Haaretz corrects false claims about Brooke Goldstein’s trip to Gaza
During the war in Gaza, media coverage was highly polarized, and in many cases deeply misleading. False narratives—including claims of famine and other blood-libel style allegations—spread rapidly and were amplified across international outlets, shaping public perception in ways untethered from on-the-ground reality.
Against that backdrop, Lawfare Project Executive Director Brooke Goldstein became the second civilian granted permission to enter Gaza during the conflict. She did so as a guest of the Gaza Humanitarian Foundation (GHF), at significant personal risk, in order to observe humanitarian operations firsthand and report truthfully on what she saw. Her visit was not sponsored, funded, or facilitated by any government. The trip was independently documented and publicly shared at the time.
Rather than engaging with the substance of what Brooke reported, she—like others who sought to expose the truth—was subjected to smears and false claims of affiliation designed to undermine her credibility and distract from inconvenient facts.

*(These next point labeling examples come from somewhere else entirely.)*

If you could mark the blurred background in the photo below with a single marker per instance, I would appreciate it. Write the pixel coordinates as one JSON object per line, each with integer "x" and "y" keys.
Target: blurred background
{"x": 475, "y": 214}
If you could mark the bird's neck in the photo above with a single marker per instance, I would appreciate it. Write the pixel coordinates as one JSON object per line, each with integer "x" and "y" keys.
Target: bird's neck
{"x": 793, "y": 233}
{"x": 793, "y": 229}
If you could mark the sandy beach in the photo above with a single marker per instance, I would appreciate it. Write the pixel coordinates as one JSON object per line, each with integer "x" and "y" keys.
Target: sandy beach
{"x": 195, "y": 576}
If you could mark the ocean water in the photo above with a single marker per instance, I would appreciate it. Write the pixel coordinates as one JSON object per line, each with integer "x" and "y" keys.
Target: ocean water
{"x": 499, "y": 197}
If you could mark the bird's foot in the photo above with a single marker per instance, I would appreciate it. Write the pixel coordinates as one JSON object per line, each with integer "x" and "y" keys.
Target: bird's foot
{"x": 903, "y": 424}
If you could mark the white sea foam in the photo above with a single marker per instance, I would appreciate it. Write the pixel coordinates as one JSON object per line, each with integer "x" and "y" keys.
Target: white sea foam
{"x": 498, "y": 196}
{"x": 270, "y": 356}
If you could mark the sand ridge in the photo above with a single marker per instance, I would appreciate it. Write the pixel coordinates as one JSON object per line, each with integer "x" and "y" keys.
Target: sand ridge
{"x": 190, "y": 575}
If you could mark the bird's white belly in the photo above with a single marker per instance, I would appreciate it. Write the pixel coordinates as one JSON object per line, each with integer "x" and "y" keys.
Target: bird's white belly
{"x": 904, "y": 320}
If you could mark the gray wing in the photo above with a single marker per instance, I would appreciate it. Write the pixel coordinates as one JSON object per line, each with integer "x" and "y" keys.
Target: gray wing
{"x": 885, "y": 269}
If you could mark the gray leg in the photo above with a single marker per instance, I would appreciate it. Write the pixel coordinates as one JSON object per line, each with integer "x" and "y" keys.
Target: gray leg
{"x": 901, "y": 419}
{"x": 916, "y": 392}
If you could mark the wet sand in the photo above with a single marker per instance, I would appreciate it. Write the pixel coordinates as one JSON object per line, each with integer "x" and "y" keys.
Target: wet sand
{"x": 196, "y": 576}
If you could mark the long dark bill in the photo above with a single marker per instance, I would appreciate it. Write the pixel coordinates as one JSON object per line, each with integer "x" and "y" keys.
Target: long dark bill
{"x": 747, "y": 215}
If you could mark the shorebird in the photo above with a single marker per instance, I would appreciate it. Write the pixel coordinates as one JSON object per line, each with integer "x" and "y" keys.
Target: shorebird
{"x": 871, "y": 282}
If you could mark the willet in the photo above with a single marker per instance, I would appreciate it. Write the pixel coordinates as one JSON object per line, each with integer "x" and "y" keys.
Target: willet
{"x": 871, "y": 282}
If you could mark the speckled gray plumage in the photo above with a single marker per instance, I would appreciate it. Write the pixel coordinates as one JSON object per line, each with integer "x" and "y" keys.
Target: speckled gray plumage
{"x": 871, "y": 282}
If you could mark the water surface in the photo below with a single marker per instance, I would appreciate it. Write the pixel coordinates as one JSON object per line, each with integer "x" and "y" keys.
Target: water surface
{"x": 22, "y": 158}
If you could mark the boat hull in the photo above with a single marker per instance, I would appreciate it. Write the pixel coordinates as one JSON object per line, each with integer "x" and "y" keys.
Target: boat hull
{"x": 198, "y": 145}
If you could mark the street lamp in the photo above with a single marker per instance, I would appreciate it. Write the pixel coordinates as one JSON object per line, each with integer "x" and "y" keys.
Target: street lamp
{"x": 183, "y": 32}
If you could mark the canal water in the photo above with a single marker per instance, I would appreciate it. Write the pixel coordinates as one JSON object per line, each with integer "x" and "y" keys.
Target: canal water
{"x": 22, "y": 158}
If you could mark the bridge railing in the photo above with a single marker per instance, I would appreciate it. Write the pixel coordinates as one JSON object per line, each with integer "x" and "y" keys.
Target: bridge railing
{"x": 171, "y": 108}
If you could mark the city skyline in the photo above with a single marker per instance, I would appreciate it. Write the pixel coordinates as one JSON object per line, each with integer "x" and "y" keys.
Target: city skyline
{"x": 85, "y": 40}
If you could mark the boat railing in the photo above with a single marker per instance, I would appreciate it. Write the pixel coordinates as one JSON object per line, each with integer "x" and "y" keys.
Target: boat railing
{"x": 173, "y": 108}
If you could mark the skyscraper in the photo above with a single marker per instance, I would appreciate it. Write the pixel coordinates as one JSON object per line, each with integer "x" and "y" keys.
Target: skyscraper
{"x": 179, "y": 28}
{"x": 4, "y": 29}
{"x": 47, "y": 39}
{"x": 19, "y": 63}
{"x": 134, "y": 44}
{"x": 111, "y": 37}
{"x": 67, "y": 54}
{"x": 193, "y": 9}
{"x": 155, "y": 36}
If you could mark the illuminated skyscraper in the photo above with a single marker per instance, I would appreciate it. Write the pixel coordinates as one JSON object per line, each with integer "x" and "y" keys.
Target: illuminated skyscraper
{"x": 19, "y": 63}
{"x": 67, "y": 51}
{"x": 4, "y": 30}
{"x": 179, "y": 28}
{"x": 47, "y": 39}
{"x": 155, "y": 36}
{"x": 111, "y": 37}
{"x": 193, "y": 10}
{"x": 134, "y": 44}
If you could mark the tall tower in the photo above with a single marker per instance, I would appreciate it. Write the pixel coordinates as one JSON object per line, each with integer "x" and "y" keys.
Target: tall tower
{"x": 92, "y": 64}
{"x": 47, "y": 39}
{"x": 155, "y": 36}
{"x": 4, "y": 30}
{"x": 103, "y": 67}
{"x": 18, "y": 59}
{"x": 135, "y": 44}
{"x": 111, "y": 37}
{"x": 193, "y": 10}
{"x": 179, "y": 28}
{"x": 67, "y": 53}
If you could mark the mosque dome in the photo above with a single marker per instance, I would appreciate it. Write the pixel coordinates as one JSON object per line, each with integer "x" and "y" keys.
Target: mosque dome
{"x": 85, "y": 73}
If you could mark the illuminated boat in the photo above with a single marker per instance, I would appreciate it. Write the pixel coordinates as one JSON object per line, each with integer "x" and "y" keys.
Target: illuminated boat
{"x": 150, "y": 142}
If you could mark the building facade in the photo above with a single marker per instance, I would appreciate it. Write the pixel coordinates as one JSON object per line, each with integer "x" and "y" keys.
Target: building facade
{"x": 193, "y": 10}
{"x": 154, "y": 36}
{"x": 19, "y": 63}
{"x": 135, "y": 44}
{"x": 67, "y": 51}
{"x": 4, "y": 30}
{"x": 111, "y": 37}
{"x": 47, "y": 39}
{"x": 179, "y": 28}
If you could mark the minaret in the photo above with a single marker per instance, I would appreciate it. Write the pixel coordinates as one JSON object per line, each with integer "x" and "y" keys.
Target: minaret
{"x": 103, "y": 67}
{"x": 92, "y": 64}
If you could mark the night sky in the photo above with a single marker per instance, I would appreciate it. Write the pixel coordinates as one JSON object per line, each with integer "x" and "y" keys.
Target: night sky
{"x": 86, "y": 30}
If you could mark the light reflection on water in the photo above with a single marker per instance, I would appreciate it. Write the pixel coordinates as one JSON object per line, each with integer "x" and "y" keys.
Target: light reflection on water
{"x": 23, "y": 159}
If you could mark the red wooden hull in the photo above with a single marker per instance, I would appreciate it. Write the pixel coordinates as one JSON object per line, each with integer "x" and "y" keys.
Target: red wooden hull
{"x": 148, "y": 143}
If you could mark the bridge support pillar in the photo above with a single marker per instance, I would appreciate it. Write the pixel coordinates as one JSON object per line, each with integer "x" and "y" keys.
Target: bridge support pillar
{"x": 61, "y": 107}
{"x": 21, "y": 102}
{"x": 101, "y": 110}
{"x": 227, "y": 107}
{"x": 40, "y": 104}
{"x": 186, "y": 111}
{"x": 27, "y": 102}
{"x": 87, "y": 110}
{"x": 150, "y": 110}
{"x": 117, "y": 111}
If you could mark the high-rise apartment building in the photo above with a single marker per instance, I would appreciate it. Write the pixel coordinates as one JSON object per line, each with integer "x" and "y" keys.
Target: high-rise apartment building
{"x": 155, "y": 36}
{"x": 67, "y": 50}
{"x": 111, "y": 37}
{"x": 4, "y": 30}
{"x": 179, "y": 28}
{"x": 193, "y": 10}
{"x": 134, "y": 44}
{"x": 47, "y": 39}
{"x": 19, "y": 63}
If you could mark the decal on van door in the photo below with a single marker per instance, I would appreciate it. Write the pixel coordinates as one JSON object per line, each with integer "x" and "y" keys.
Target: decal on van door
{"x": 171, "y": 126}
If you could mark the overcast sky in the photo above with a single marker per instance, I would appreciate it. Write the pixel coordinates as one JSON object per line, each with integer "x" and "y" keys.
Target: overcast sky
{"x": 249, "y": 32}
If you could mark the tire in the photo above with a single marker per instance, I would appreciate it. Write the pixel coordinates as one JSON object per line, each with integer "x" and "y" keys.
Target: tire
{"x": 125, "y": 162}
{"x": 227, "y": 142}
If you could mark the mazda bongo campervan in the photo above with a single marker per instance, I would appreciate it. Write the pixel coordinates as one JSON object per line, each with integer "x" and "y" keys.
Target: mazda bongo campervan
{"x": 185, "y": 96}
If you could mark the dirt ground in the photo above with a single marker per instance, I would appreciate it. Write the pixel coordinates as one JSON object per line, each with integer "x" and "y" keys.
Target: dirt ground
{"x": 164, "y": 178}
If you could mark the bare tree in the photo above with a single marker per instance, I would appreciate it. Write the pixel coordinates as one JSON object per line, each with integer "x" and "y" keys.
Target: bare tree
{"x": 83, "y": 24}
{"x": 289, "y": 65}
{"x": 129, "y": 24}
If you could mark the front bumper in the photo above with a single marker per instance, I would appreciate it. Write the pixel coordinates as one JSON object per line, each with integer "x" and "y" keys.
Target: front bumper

Unfortunately, in August 2025, Haaretz published an article that incorrectly included Brooke among participants in an alleged government-sponsored "influencer" tour of Gaza. The article falsely suggested that her visit was arranged or funded by the Israeli government and implied affiliation with a Foreign Ministry-linked funding program. None of this was true.
After we formally notified Haaretz of these errors, it issued a correction acknowledging the mistake.
This episode illustrates how quickly inaccurate narratives can spread in a polarized media environment—and why accuracy, independence, and firsthand reporting matter. The Lawfare Project does not accept direction, sponsorship, or funding from any government in connection with its advocacy or reporting. When false claims are made, we will correct the record.